Getting Started with cogxwalkr
getting-started.rmd
Introduction
cogxwalkr
is an R package designed to facilitate
crosswalking—or translating effect estimates—between different cognitive
outcome measures in studies of cognitive aging, exposures, and
interventions. It enables researchers to compare results across studies
that use different cognitive tests.
This package implements methods described in (Ackley et al. 2025). The manuscript authors developed two methods to crosswalk estimated treatment effects of cognitive outcomes that are flexible, broadly applicable, work when only summary statistics are available, and do not rely on strong distributional assumptions. This method requires access to a dataset that includes both the cognitive measure you wish to crosswalk from and the cognitive measure you wish to crosswalk to.
The package was developed by Sarah Ackley and Jason Gantenberg. This vignette demonstrates how to use cogxwalkr in R.
Installing
To install the package, you will first need to install and load the remotes package, which you can do from the R console:
To install the package:
install.packages("remotes")
remotes::install_github("jrgant/cogxwalkr")
Installation Errors
You may get an error message that reads:
Using GitHub PAT from the git credential store.
Error: Failed to install 'remotes' from GitHub:
HTTP error 401.
Bad credentials
The most likely cause is that remotes
detects a bad
Github token in your credential store. Run
gitcreds::gitcreds_delete()
, select option 2
to remove the bad credential from the store, and rerun the
remotes::install_github()
command above.
Alternatively, you may get a similar error message that reads:
Using github PAT from envvar GITHUB_PAT. Use `gitcreds::gitcreds_set()` and unset GITHUB_PAT in .Renviron (or elsewhere) if you want to use the more secure git credential store instead.

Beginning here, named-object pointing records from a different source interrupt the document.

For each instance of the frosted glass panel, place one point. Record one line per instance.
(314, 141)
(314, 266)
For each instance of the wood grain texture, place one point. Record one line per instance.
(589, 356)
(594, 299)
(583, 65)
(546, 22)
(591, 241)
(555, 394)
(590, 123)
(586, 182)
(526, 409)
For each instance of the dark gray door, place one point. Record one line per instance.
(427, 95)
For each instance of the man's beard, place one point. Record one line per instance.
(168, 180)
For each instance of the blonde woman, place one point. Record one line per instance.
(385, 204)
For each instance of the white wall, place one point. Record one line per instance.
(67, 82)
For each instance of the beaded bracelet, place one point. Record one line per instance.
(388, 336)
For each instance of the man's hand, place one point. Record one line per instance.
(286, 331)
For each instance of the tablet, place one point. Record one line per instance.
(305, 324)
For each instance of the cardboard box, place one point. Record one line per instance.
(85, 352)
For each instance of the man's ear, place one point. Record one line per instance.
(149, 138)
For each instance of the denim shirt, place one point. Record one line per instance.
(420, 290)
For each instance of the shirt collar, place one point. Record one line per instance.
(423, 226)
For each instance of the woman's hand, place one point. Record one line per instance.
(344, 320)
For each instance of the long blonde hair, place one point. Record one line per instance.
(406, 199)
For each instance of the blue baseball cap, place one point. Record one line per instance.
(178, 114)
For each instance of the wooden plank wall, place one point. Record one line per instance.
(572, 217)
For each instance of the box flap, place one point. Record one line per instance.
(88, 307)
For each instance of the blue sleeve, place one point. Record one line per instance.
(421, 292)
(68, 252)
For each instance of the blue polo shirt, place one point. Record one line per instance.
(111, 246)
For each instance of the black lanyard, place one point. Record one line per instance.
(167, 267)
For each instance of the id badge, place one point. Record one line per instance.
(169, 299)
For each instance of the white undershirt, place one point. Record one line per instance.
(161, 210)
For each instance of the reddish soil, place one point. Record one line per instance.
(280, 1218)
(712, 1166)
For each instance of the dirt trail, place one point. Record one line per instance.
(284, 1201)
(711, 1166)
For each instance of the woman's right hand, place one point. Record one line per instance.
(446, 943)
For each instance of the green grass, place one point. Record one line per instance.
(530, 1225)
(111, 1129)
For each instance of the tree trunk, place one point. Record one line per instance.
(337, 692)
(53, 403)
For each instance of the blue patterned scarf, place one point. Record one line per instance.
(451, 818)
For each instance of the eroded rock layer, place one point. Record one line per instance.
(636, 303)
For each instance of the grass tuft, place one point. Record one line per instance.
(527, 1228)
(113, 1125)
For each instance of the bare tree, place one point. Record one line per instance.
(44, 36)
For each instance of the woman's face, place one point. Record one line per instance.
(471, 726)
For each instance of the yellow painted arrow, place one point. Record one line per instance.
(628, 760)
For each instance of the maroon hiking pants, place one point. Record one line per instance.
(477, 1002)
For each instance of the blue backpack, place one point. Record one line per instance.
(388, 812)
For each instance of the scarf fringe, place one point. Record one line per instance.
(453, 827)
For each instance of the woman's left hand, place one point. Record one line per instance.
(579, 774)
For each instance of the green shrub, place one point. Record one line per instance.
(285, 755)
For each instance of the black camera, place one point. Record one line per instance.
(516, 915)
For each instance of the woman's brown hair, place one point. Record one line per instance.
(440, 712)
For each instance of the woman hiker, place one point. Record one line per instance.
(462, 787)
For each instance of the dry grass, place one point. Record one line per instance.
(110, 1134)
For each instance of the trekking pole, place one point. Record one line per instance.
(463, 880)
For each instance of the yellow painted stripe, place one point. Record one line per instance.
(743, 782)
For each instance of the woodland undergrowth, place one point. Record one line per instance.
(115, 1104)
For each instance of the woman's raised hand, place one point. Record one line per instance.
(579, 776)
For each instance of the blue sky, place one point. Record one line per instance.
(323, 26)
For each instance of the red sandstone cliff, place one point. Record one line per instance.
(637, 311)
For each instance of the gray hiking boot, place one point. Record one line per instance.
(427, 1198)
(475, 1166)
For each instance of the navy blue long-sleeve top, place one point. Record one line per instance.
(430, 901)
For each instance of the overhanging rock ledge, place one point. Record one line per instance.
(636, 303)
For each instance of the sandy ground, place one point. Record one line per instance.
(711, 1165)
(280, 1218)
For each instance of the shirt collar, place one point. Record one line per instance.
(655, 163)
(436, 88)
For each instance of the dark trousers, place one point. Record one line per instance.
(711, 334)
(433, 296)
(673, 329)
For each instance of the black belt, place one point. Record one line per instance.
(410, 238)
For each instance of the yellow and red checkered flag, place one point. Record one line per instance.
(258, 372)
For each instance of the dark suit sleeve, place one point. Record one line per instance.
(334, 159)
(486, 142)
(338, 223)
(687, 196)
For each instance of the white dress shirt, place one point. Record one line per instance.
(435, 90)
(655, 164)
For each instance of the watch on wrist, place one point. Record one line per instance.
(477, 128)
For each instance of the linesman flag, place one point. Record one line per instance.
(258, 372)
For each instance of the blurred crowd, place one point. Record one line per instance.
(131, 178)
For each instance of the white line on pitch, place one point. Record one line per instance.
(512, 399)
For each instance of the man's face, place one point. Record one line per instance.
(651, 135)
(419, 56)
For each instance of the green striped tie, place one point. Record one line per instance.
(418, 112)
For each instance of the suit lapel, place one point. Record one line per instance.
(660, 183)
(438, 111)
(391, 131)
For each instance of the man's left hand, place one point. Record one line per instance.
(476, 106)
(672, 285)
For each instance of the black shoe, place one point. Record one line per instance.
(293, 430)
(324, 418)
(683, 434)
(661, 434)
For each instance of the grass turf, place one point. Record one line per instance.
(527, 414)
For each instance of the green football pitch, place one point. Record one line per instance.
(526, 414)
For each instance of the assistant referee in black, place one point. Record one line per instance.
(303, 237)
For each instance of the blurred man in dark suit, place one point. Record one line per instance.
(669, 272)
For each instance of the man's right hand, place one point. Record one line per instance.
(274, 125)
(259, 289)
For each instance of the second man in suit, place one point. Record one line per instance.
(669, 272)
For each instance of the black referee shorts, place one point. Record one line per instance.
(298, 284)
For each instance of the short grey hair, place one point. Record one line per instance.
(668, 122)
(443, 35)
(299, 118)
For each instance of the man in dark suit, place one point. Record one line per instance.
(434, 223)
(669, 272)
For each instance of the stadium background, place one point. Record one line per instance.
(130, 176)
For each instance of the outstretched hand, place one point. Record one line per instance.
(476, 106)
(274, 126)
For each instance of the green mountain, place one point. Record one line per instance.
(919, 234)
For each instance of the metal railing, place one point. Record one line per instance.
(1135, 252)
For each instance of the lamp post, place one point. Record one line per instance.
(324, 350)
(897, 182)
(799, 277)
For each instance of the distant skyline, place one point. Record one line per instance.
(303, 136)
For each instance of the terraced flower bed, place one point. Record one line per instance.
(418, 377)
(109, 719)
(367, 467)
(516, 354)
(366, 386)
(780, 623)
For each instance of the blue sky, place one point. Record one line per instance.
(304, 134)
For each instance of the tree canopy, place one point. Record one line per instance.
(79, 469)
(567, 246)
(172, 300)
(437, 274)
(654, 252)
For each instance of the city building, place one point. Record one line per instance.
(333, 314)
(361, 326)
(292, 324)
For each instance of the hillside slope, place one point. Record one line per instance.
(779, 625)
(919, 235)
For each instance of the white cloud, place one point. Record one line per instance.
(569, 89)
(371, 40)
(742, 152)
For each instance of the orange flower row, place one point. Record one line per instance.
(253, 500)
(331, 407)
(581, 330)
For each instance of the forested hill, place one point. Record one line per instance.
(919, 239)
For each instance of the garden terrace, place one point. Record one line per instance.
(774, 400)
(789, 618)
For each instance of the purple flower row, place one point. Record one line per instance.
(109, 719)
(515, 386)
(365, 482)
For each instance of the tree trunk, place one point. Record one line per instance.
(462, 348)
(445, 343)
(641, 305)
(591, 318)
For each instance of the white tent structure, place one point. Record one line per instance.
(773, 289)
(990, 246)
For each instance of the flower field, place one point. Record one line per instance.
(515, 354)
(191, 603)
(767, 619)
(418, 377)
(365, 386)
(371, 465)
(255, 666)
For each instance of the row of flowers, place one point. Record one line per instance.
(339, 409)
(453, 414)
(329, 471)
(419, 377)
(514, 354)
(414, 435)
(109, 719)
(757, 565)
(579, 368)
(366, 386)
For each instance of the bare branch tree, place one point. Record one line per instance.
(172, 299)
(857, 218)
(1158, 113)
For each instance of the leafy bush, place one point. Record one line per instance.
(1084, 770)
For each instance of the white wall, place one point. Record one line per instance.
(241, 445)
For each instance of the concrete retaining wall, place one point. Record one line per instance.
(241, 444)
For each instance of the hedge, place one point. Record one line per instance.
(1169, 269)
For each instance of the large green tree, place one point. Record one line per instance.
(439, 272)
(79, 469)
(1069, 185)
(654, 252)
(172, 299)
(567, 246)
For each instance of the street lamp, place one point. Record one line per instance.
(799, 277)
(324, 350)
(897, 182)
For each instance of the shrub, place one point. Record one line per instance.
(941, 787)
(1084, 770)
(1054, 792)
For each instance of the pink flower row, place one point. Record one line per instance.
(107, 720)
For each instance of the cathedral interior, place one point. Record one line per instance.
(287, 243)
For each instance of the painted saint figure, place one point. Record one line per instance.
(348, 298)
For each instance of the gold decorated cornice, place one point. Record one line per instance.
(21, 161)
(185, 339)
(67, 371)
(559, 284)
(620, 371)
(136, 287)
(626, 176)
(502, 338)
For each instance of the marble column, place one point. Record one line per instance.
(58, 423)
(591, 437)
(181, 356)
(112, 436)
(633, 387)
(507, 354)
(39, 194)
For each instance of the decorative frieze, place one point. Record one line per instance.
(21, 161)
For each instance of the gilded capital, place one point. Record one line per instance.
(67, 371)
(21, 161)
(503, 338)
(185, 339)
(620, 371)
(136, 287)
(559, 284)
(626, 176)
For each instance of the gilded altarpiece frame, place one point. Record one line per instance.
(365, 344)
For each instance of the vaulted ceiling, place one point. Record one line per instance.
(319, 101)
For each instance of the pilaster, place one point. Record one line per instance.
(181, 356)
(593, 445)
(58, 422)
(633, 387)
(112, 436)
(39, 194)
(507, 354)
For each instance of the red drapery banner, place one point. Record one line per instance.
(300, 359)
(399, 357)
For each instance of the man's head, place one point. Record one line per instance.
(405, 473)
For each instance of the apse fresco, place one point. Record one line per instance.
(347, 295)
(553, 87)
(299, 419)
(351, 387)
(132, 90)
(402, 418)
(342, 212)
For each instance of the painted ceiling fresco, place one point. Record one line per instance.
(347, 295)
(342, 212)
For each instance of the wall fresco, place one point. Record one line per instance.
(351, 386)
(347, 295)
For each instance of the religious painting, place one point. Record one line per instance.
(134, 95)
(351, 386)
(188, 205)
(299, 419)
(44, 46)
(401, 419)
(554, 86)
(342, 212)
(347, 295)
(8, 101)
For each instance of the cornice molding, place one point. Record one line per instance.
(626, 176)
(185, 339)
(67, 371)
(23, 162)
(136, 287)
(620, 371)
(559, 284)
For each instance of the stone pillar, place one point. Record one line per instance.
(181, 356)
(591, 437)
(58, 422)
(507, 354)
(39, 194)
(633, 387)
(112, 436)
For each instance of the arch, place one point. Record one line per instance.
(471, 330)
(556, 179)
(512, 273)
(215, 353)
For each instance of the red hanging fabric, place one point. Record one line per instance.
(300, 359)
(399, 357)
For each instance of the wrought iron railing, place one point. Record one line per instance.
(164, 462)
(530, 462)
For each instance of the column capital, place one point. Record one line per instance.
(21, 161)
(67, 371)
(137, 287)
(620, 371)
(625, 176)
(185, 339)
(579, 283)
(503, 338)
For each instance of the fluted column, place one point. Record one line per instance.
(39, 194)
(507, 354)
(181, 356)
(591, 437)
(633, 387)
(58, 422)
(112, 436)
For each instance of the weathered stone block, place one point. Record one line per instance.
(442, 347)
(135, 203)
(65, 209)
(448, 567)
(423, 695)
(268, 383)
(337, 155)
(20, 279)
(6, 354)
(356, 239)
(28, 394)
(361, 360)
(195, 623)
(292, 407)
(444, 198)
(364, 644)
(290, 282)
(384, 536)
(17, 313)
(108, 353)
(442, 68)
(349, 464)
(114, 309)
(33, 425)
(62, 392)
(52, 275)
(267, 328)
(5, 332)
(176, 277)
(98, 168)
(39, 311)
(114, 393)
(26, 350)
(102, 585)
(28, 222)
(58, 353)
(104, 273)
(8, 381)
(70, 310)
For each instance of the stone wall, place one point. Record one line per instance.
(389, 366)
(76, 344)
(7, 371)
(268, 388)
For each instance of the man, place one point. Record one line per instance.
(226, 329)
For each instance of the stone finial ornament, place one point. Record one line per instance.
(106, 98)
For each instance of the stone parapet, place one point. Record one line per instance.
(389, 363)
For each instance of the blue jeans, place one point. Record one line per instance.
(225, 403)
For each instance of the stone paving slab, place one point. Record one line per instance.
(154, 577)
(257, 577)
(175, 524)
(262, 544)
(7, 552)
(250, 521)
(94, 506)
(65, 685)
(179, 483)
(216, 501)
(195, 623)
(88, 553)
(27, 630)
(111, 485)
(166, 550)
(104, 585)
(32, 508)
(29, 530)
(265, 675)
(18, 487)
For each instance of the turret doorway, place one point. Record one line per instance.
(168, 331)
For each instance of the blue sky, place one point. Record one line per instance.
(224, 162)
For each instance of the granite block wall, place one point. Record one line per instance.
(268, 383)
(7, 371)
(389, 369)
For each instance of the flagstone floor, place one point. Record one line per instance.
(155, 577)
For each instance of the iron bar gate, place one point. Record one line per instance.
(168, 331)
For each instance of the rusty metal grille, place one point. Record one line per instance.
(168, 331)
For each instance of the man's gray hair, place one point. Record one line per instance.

Error: Failed to install 'cogxwalkr' from GitHub:
HTTP error 401.
Bad credentials
In this case, run Sys.setenv(GITHUB_PAT = "")
and then
rerun the remotes::install_github()
command above.
Motivation
As a motivating example, consider a study estimating the effect of
APOE-ε4 carrier status on scores from the MMSE (Mini-Mental State
Examination). If we wish to compare this effect to results from another
study that used the MoCA (Montreal Cognitive Assessment), we need a
conversion factor that allows us to convert a summary measure on the
MMSE scale to the MoCA scale. cogxwalkr
aids in estimating
the conversion coefficient required to crosswalk from the MMSE to the
MoCA under the following general assumptions regarding two cognitive
measures (Ackley et al. 2025):
- they measure the same underlying construct (e.g., executive function, global cognition, etc.)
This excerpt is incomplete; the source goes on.